Department of Engineering and Chemical Sciences, Karlstad University, SE-651 88 Karlstad, Sweden.
Department of Chemical and Process Engineering, Rzeszów University of Technology, PL-35 959 Rzeszów, Poland.
J Chromatogr A. 2023 Nov 22;1711:464446. doi: 10.1016/j.chroma.2023.464446. Epub 2023 Oct 12.

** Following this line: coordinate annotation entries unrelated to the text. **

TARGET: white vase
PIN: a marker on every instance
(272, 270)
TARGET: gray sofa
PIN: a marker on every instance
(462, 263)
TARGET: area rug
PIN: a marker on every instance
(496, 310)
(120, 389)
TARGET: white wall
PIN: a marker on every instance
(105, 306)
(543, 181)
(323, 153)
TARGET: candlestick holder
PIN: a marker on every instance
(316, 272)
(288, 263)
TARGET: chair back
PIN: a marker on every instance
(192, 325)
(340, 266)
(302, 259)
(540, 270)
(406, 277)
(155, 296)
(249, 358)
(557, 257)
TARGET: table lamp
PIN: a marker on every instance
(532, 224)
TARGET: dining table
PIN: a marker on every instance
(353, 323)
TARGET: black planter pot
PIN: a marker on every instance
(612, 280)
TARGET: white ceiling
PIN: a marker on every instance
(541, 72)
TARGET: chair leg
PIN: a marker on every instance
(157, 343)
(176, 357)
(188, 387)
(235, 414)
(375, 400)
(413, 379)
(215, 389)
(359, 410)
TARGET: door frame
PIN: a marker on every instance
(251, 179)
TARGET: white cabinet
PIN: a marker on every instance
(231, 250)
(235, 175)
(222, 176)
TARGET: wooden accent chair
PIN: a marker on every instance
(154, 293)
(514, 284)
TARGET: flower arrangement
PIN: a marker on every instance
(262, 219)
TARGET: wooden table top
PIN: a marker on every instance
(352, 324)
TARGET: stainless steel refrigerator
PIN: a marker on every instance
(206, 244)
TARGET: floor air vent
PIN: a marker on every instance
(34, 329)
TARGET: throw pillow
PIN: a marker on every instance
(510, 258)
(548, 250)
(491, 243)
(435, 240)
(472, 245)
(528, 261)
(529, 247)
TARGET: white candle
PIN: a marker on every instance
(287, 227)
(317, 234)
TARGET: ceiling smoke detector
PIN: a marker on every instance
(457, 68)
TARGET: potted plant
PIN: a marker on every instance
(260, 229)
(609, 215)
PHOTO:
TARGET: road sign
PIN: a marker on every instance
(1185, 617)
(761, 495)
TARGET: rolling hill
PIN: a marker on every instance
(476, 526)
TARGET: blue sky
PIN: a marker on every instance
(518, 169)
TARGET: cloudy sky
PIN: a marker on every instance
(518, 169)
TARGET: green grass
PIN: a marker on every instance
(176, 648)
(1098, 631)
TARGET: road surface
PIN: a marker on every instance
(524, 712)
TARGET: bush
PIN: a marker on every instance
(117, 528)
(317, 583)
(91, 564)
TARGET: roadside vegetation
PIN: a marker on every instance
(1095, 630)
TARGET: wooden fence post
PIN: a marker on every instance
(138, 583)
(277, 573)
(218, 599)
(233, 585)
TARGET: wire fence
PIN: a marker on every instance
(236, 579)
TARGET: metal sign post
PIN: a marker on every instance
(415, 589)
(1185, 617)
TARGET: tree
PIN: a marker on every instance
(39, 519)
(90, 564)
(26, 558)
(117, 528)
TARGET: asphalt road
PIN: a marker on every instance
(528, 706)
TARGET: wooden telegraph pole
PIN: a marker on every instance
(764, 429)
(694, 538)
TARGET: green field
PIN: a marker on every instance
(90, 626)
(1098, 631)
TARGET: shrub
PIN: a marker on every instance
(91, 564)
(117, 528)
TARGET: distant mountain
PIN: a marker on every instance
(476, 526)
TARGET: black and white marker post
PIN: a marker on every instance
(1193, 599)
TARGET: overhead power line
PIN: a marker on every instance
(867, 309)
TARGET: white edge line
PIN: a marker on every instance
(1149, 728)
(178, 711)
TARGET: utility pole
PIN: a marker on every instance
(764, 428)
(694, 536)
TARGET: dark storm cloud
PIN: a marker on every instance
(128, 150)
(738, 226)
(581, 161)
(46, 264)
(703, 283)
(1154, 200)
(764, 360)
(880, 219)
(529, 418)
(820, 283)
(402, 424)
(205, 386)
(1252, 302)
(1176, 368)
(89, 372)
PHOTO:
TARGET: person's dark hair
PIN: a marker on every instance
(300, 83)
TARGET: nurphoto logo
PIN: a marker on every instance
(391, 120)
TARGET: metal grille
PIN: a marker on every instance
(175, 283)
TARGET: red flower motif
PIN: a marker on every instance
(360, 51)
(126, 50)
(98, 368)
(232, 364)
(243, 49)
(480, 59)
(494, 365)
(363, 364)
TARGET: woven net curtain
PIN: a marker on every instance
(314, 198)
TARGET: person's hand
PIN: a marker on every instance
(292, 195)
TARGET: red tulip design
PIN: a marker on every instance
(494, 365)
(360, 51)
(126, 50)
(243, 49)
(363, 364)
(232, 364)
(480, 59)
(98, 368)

Due to their potential for gene regulation, oligonucleotides have moved into focus as one of the preferred modalities modulating currently undruggable disease-associated targets. In the course of synthesis and storage of oligonucleotides a significant number of compound-related impurities can be generated. Purification protocols and analytical methods have become crucial for the therapeutic application of any oligonucleotides, be they antisense oligonucleotides (ASOs), small interfering ribonucleic acids (siRNAs) or conjugates. Ion-pair chromatography is currently the standard method for separating and analyzing therapeutic oligonucleotides. Although mathematical modeling can improve the accuracy and efficiency of ion-pair chromatography, its application remains challenging. Simple models may not be suitable to treat advanced single molecules, while complex models are still inefficient for industrial oligonucleotide optimization processes. Therefore, fundamental research to improve the accuracy and simplicity of mathematical models in ion-pair chromatography is still a necessity. In this study, we predict overloaded concentration profiles of oligonucleotides in ion-pair chromatography and compare relatively simple and more advanced predictive models. The experimental system consists of a traditional C18 column using (dibutyl)amine as the ion-pair reagent and acetonitrile as organic modifier. The models were built and tested based on three crude 16-mer oligonucleotides with varying degrees of phosphorothioation, as well as their respective n - 1 and (P = O) impurities. In short, the proposed models were suitable to predict the overloaded concentration profiles for different slopes of the organic modifier gradient and column load.
由于其在基因调控方面的潜力,寡核苷酸已成为调节目前无法成药的疾病相关靶标的首选模式之一。在寡核苷酸的合成和储存过程中,会产生大量与化合物相关的杂质。对于任何寡核苷酸的治疗应用,无论是反义寡核苷酸(ASO)、小干扰 RNA(siRNA)还是缀合物,纯化方案和分析方法都变得至关重要。离子对色谱法目前是分离和分析治疗性寡核苷酸的标准方法。尽管数学建模可以提高离子对色谱法的准确性和效率,但它的应用仍然具有挑战性。简单的模型可能不适合处理先进的单分子,而复杂的模型对于工业寡核苷酸的优化过程仍然效率低下。因此,改善离子对色谱法中数学模型的准确性和简单性的基础研究仍然是必要的。在这项研究中,我们预测了离子对色谱中寡核苷酸的过载浓度分布,并比较了相对简单和更先进的预测模型。实验系统由使用(二丁基)胺作为离子对试剂和乙腈作为有机溶剂改性剂的传统 C18 柱组成。该模型是基于三种不同程度硫代磷酸化的 16 聚体寡核苷酸以及它们各自的 n-1 和(P=O)杂质构建和测试的。简而言之,所提出的模型适合于预测不同有机改性剂梯度斜率和柱负荷的过载浓度分布。